## Heatmap: Category Distribution Across Layers and Heads
### Overview
The image presents four heatmaps displaying the distribution of different categories across layers and heads of a model. The first heatmap shows "All Categories," while the subsequent heatmaps focus on "Algorithmic," "Knowledge," and "Linguistic" categories individually. The heatmaps use color to indicate the presence of a category at a specific layer and head combination.
### Components/Axes
* **Titles:** "All Categories," "Algorithmic," "Knowledge," "Linguistic"
* **Y-axis:** "head" with tick marks at 0, 6, 12, 18, 24, and 30.
* **X-axis:** "layer" with tick marks at 0, 6, 12, 18, 24, and 30.
* **Legend (located to the right of the "All Categories" heatmap):**
* Brown: "3 categories"
* Purple: "2 categories"
* Green: "Linguistic"
* Orange: "Knowledge"
* Blue: "Algorithmic"
* Gray: "Unclassified" (This is the background color of the heatmaps)
### Detailed Analysis
**1. All Categories Heatmap:**
This heatmap shows a mix of all categories.
* Brown squares (3 categories) are sparsely distributed.
* Purple squares (2 categories) are also sparsely distributed.
* Green squares (Linguistic) are scattered throughout the heatmap.
* Orange squares (Knowledge) are scattered throughout the heatmap.
* Blue squares (Algorithmic) are scattered throughout the heatmap.
**2. Algorithmic Heatmap:**
This heatmap shows the distribution of the "Algorithmic" category (blue squares).
* Blue squares are present across all layers and heads, but are not densely packed.
* There appears to be a slightly higher concentration of blue squares in the lower layers (layer 18-30).
**3. Knowledge Heatmap:**
This heatmap shows the distribution of the "Knowledge" category (orange squares).
* Orange squares are present across all layers and heads, but are not densely packed.
* There appears to be a slightly higher concentration of orange squares in the middle layers (layer 6-18).
**4. Linguistic Heatmap:**
This heatmap shows the distribution of the "Linguistic" category (green squares).
* Green squares are present across all layers and heads, but are not densely packed.
* The distribution appears relatively uniform across layers and heads.
### Key Observations
* The "All Categories" heatmap confirms that the other three categories ("Algorithmic," "Knowledge," and "Linguistic") are present in the combined view.
* The individual heatmaps show the specific distribution of each category.
* The heatmaps are sparse, indicating that most layer/head combinations are not strongly associated with a single category.
### Interpretation
The heatmaps visualize the distribution of different categories across the layers and heads of a model. The sparsity of the heatmaps suggests that individual layer/head combinations are not strongly specialized for a single category.
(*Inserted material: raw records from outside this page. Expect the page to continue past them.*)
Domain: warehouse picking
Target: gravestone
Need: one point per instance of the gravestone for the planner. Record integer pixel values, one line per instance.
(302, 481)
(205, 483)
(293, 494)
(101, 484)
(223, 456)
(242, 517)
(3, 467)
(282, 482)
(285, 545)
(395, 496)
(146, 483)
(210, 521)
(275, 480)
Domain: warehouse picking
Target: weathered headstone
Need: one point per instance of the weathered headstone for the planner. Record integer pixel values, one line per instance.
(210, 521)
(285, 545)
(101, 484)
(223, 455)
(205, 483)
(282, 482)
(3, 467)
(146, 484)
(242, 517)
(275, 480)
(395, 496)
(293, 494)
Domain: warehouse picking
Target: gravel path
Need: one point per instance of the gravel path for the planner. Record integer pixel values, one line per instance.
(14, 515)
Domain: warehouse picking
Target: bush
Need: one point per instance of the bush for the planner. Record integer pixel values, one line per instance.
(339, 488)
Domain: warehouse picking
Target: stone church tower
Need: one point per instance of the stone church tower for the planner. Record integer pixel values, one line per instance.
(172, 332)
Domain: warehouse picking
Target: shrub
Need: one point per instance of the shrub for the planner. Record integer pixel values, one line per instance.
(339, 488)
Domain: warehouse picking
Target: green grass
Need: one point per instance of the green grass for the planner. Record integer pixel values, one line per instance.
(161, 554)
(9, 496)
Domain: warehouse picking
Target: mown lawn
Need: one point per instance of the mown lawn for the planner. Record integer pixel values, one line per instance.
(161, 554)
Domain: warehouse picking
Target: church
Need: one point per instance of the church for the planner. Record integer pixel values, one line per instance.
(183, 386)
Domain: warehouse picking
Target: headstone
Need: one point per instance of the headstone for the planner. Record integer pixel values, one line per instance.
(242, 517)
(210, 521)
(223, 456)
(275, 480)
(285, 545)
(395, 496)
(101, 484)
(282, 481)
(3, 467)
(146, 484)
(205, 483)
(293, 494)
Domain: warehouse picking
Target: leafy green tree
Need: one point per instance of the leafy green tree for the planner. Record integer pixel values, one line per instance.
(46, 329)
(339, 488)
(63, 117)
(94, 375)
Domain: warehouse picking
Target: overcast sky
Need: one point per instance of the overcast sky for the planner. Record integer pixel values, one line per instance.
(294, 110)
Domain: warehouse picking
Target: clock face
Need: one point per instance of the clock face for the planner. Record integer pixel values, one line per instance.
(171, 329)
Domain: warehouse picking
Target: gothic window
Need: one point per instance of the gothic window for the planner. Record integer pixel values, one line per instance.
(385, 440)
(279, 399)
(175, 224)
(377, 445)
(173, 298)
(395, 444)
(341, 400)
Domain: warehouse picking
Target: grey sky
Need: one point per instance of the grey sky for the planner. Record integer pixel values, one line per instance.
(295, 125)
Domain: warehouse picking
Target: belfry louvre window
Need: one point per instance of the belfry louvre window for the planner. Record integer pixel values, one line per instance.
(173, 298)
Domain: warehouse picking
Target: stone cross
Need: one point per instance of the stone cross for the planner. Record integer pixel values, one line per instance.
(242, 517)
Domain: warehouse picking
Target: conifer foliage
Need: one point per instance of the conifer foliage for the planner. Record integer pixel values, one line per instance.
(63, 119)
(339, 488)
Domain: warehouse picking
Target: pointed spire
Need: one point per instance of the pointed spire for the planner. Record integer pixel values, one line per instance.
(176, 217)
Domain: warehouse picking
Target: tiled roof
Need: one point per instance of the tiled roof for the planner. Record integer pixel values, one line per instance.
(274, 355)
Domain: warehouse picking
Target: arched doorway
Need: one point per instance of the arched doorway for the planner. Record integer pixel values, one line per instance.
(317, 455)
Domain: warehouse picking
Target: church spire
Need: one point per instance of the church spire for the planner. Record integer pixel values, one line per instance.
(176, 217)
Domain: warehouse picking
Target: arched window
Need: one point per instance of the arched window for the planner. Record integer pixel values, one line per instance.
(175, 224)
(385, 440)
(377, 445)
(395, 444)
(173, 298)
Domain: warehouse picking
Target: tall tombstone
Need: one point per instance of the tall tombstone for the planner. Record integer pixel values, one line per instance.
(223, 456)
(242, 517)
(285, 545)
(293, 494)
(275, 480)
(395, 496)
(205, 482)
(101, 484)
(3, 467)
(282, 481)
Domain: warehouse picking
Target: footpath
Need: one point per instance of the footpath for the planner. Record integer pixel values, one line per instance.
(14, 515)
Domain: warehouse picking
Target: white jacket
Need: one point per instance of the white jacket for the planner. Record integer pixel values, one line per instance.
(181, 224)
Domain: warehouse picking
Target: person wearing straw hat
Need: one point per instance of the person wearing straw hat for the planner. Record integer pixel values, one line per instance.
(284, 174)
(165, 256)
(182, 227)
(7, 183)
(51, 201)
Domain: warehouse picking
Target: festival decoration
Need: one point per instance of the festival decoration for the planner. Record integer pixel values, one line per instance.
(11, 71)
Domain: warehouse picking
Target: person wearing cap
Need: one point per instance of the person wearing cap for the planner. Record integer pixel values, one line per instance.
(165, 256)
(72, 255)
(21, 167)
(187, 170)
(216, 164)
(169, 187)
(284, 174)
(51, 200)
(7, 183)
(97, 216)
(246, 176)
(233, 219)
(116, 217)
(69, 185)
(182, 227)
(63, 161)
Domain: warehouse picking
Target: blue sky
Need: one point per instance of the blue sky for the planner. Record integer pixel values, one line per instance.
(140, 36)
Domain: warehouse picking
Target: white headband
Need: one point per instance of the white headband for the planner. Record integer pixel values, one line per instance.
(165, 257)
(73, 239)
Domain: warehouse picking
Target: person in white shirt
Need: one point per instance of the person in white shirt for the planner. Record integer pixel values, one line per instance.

The "All Categories" heatmap provides a combined view, while the individual heatmaps allow for a more detailed analysis of each category's distribution. The slight variations in concentration across layers for "Algorithmic" and "Knowledge" might indicate some degree of specialization at different depths of the model. The presence of "2 categories" and "3 categories" indicates overlap between the categories.